De raízes nas profundezas da Serra da Estrela, Manuel Ferreira alia o gosto pelas paisagens da montanha aos registos fotográficos que vai realizando aquando das suas incursões, tendo como aliados a sua proximidade ao meio e o seu conhecimento científico, proveniente da licenciatura em geografia.

É na alma e no silêncio da serra, onde a natureza impera que Manuel Ferreira – com quem o CORREIO DA GUARDA conversou – encontra a sua inspiração, construindo dessa forma o portfólio exposto.

É um observador assumido, de olhar atento ao meio envolvente, que faz da fotografia a sua melhor forma de se expressar, refletindo um trabalho de paixão e evolução contínua, onde as redes sociais são o principal canal de divulgação e projeção.

A consagração surge através dos resultados alcançados nos diversos concursos fotográficos nacionais e internacionais, confirmando assim a qualidade dos registos efetuados. Embora não sendo a sua principal atividade, na Escola Profissional da Serra da Estrela Manuel Ferreira desempenha o papel de formador do módulo de fotografia e orienta diversos workshops no âmbito desta temática.
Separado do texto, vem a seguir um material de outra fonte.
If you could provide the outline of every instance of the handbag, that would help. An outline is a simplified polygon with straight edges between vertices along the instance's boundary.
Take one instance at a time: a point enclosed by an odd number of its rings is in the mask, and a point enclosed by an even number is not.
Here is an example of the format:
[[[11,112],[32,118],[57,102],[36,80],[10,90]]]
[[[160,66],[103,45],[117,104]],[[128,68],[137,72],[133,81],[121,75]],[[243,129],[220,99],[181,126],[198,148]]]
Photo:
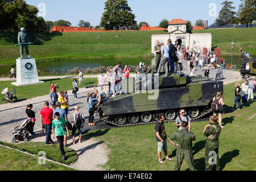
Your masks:
[[[69,122],[68,121],[66,123],[67,126],[68,127],[68,130],[72,130],[73,127],[72,127],[72,125],[71,125],[71,123],[70,122]]]
[[[243,90],[241,89],[240,92],[239,93],[239,94],[241,97],[243,97],[245,95],[245,92],[243,92]]]

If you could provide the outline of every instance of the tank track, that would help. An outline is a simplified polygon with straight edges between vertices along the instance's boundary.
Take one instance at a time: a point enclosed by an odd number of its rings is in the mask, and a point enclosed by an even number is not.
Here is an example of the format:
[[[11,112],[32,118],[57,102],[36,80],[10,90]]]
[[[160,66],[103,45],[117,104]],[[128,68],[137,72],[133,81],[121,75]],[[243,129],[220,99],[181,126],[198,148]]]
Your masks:
[[[191,118],[191,121],[194,121],[194,120],[200,119],[202,117],[203,117],[204,116],[207,115],[207,114],[208,114],[212,112],[212,110],[210,110],[207,111],[204,111],[203,113],[201,113],[201,114],[200,115],[199,115],[198,117],[193,118]],[[164,123],[173,122],[175,122],[175,121],[176,121],[176,118],[175,119],[172,119],[172,120],[165,120],[164,122]],[[116,127],[118,127],[155,124],[157,122],[157,121],[151,121],[151,122],[140,122],[140,123],[134,123],[134,124],[127,123],[127,124],[125,124],[125,125],[118,125],[118,124],[115,123],[114,121],[108,121],[107,119],[104,119],[104,121],[106,122],[107,123],[109,123],[111,125],[113,125],[113,126],[114,126]]]

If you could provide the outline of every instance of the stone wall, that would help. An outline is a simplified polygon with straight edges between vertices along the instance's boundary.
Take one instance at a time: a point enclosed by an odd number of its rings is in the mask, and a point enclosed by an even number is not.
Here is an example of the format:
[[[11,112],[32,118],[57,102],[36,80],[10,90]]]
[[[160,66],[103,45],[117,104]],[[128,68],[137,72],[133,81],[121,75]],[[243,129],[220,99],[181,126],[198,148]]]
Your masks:
[[[210,33],[205,34],[172,34],[162,35],[152,35],[151,37],[151,52],[155,54],[154,47],[156,45],[156,40],[159,40],[160,43],[163,43],[164,46],[167,45],[167,40],[170,39],[172,40],[172,43],[174,44],[175,40],[180,38],[182,40],[182,43],[187,48],[188,46],[189,49],[193,48],[195,47],[197,49],[200,49],[203,52],[204,47],[207,47],[208,49],[212,48],[212,34]]]

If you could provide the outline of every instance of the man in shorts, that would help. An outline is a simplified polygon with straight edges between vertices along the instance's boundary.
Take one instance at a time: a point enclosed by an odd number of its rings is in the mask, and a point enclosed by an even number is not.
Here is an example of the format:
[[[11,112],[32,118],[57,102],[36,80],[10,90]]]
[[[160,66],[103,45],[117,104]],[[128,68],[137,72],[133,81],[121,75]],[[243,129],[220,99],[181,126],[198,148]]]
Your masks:
[[[109,97],[109,96],[108,95],[108,92],[106,90],[106,87],[105,86],[105,82],[106,81],[106,78],[105,77],[104,73],[103,73],[102,72],[100,72],[100,75],[98,77],[98,86],[101,89],[101,94],[102,93],[102,88],[104,90],[104,92],[106,94],[106,96],[107,98]]]
[[[155,123],[155,134],[156,141],[158,142],[158,162],[160,164],[164,164],[166,163],[162,160],[161,152],[163,150],[164,155],[166,155],[166,160],[173,161],[174,159],[170,158],[167,154],[167,142],[166,141],[166,129],[164,125],[164,120],[165,118],[163,114],[159,114],[158,117],[158,121]]]

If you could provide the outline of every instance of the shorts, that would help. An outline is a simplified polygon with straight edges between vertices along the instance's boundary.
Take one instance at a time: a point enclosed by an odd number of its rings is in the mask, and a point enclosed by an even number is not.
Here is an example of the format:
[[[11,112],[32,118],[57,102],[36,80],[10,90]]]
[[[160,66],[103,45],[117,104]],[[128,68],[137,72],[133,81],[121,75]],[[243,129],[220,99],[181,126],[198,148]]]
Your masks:
[[[159,152],[161,152],[163,150],[167,150],[167,141],[164,140],[163,143],[158,142],[158,151]]]
[[[57,101],[56,101],[56,102],[57,102]],[[56,105],[56,102],[53,102],[53,104],[52,104],[52,102],[50,101],[49,103],[51,106],[53,106],[53,105]]]
[[[223,111],[222,110],[213,110],[213,114],[223,114]]]

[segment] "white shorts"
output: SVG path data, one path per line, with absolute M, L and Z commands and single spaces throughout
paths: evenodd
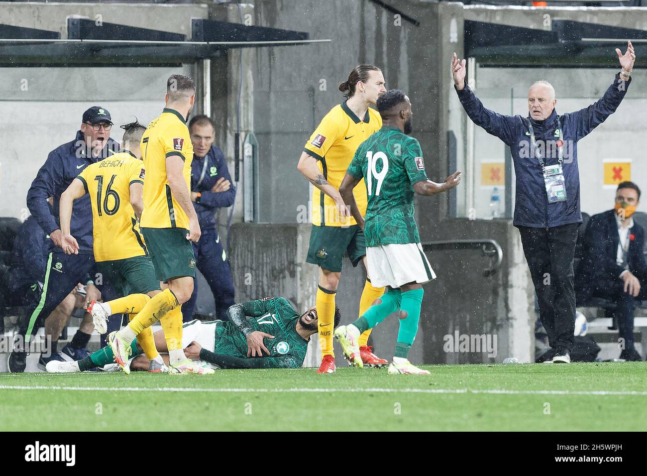
M 203 348 L 214 352 L 215 346 L 215 321 L 202 322 L 193 319 L 185 323 L 182 328 L 182 348 L 186 348 L 195 341 Z
M 366 247 L 371 283 L 376 288 L 399 288 L 409 282 L 422 284 L 435 279 L 419 243 Z

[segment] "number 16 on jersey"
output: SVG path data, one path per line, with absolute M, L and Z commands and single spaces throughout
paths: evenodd
M 376 168 L 377 164 L 377 160 L 380 159 L 382 160 L 382 170 L 378 172 L 377 168 Z M 375 188 L 375 195 L 376 196 L 380 194 L 380 190 L 382 189 L 382 183 L 384 181 L 384 177 L 386 177 L 386 174 L 389 171 L 389 159 L 386 157 L 386 154 L 384 152 L 377 152 L 375 153 L 373 153 L 373 151 L 369 150 L 366 152 L 366 160 L 367 162 L 367 172 L 366 172 L 366 188 L 368 192 L 369 196 L 373 195 L 373 177 L 377 180 L 377 187 Z

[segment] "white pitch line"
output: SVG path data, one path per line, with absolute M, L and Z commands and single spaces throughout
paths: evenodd
M 470 390 L 468 389 L 192 389 L 161 387 L 62 387 L 60 385 L 0 385 L 0 390 L 62 390 L 77 392 L 204 392 L 207 393 L 423 393 L 485 394 L 505 395 L 594 395 L 647 396 L 647 392 L 569 390 Z

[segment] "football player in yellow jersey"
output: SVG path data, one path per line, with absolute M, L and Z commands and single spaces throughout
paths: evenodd
M 128 313 L 131 319 L 151 297 L 160 292 L 153 263 L 139 233 L 144 169 L 139 141 L 146 128 L 137 121 L 122 126 L 126 132 L 122 150 L 100 162 L 87 166 L 61 195 L 61 247 L 67 255 L 78 254 L 79 245 L 70 234 L 73 202 L 89 194 L 93 214 L 94 260 L 104 279 L 122 296 L 102 304 L 90 301 L 86 306 L 99 334 L 106 332 L 105 317 L 111 313 Z M 131 294 L 132 293 L 132 294 Z M 103 312 L 104 307 L 109 310 Z M 155 348 L 150 328 L 139 335 L 151 372 L 168 370 Z M 91 368 L 90 357 L 80 361 L 80 368 Z M 86 366 L 85 364 L 89 363 Z M 86 368 L 87 367 L 87 368 Z M 126 369 L 127 372 L 127 368 Z
M 108 343 L 124 368 L 135 337 L 160 321 L 169 354 L 169 372 L 204 374 L 182 348 L 181 306 L 191 297 L 195 258 L 191 242 L 200 239 L 200 225 L 191 201 L 190 184 L 193 146 L 186 120 L 195 100 L 191 78 L 173 74 L 166 83 L 166 107 L 148 125 L 142 137 L 146 170 L 144 211 L 140 222 L 158 279 L 168 284 L 155 295 L 128 325 L 112 332 Z
M 305 144 L 298 168 L 316 187 L 313 192 L 313 229 L 306 261 L 319 266 L 316 308 L 319 317 L 319 344 L 322 349 L 319 374 L 335 370 L 333 351 L 333 321 L 334 298 L 342 274 L 344 255 L 356 266 L 366 268 L 366 245 L 364 232 L 350 216 L 339 186 L 353 160 L 355 150 L 373 132 L 382 127 L 382 118 L 369 106 L 386 92 L 384 77 L 376 66 L 355 67 L 348 80 L 339 85 L 346 100 L 324 116 Z M 362 215 L 366 212 L 366 188 L 362 182 L 353 189 L 355 201 Z M 375 288 L 367 274 L 359 315 L 362 315 L 384 291 Z M 370 331 L 362 334 L 359 345 L 362 360 L 367 367 L 382 367 L 388 361 L 375 356 L 367 341 Z

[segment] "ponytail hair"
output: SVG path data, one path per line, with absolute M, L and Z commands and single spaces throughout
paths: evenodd
M 360 81 L 363 83 L 368 81 L 369 73 L 370 71 L 380 71 L 382 70 L 373 65 L 357 65 L 351 71 L 351 74 L 348 75 L 348 79 L 339 84 L 339 90 L 344 93 L 344 96 L 346 99 L 349 99 L 355 93 L 355 88 L 357 87 L 357 83 Z

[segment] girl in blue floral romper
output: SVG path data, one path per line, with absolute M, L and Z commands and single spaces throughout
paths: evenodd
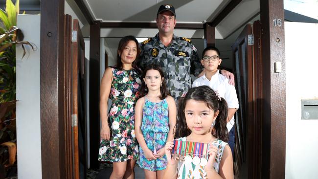
M 168 95 L 164 74 L 155 65 L 147 67 L 142 75 L 140 95 L 136 103 L 135 134 L 139 144 L 139 166 L 146 178 L 162 178 L 167 164 L 164 146 L 174 138 L 176 107 Z

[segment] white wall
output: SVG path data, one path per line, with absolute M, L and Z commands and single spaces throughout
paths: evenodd
M 30 23 L 32 22 L 32 23 Z M 37 47 L 26 46 L 26 54 L 17 45 L 17 145 L 19 179 L 42 179 L 40 109 L 40 15 L 18 15 L 17 26 L 24 41 Z
M 301 120 L 300 100 L 318 99 L 318 24 L 285 22 L 286 179 L 318 178 L 318 119 Z

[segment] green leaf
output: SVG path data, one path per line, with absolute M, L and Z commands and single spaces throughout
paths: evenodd
M 0 9 L 0 19 L 3 22 L 3 24 L 4 24 L 4 26 L 5 26 L 6 30 L 9 30 L 10 27 L 11 26 L 10 22 L 9 21 L 9 19 L 8 19 L 7 13 L 2 9 Z
M 193 170 L 194 171 L 194 169 L 195 169 L 196 165 L 194 164 L 193 163 L 191 162 L 191 164 L 192 166 L 192 169 L 193 169 Z
M 11 0 L 7 0 L 5 3 L 5 11 L 8 14 L 8 19 L 9 19 L 10 26 L 17 25 L 16 7 Z
M 20 4 L 20 0 L 16 0 L 16 12 L 17 12 L 17 14 L 19 14 L 20 11 L 20 7 L 19 6 Z

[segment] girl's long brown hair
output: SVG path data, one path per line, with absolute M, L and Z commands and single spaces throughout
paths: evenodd
M 203 101 L 206 106 L 214 112 L 220 112 L 215 119 L 215 124 L 212 130 L 212 134 L 220 140 L 227 142 L 228 140 L 228 132 L 227 128 L 227 104 L 225 99 L 219 98 L 216 92 L 207 86 L 194 87 L 189 90 L 185 96 L 179 99 L 178 107 L 178 119 L 176 125 L 176 138 L 189 135 L 191 131 L 188 128 L 184 114 L 186 102 L 190 99 Z

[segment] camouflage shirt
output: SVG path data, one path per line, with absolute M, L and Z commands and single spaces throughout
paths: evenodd
M 156 63 L 162 68 L 168 89 L 176 101 L 191 87 L 190 74 L 197 76 L 202 69 L 197 49 L 189 39 L 173 36 L 165 46 L 159 34 L 141 43 L 139 65 L 143 69 Z

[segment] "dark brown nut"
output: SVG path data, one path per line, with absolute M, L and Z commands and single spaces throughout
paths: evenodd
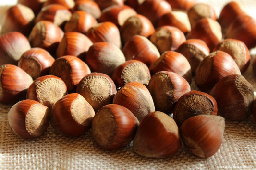
M 8 122 L 17 135 L 26 138 L 38 138 L 47 130 L 50 110 L 32 100 L 24 100 L 14 105 L 8 113 Z
M 83 96 L 97 112 L 101 107 L 112 103 L 116 88 L 113 80 L 107 74 L 94 72 L 80 80 L 76 92 Z
M 133 140 L 138 126 L 138 119 L 127 108 L 109 104 L 101 107 L 93 118 L 92 135 L 100 147 L 117 149 Z
M 150 93 L 146 86 L 138 82 L 126 83 L 117 91 L 113 103 L 129 109 L 139 121 L 146 115 L 155 111 Z
M 133 148 L 135 152 L 145 157 L 165 158 L 177 153 L 181 146 L 175 121 L 164 113 L 155 111 L 141 120 Z
M 243 75 L 233 74 L 221 79 L 210 95 L 217 102 L 218 114 L 227 119 L 243 120 L 252 114 L 254 88 Z
M 126 61 L 116 68 L 111 76 L 117 87 L 129 82 L 137 82 L 146 86 L 151 78 L 149 69 L 144 63 L 136 60 Z
M 95 115 L 90 104 L 78 93 L 70 93 L 60 99 L 50 112 L 53 128 L 63 135 L 77 136 L 91 128 Z
M 178 100 L 173 110 L 173 117 L 180 127 L 189 117 L 199 115 L 217 115 L 217 103 L 211 96 L 197 90 L 184 94 Z
M 156 110 L 171 114 L 179 98 L 190 91 L 188 82 L 174 72 L 161 71 L 152 76 L 147 87 Z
Fotógrafo oficial do Geopark Estrela, durante o primeiro ano da candidatura, publica em vários sites de referência na especialidade.

Manuel Ferreira - fotógrafo.jpg

Como e quando surgiu o interesse pela fotografia?

O interesse pela fotografia surge durante a formação académica, da necessidade de registar conteúdos programáticos em diversas cadeiras da Licenciatura de Geografia (2001-2005).

Entretanto, por motivos pessoais e profissionais, a fotografia passa para um segundo plano e só mais tarde no ano de 2013 volta a despertar esse meu interesse, quando numa noite por coincidência tive que ser “fotógrafo de serviço” na cobertura de um evento.

 

Que géneros de fotos prefere? Paisagem, retrato?...

Sem qualquer dúvida, paisagem e natureza com um gosto especial pela astrofotografia.

A fotografia social, tem surgido por vezes como um desafio e aprecio a oportunidade de captar as emoções e sentimentos que se fazem sentir durante os eventos.

 

A Serra da Estrela continua a ser cenário de inspiração?

A Serra da Estrela, com ou sem máquina é sempre inspiradora, pela ligação umbilical, pelas paisagens únicas, mas principalmente pela luz e a dinâmica que tem no relevo montanhoso. E claro, não esquecendo a serenidade que me transmite.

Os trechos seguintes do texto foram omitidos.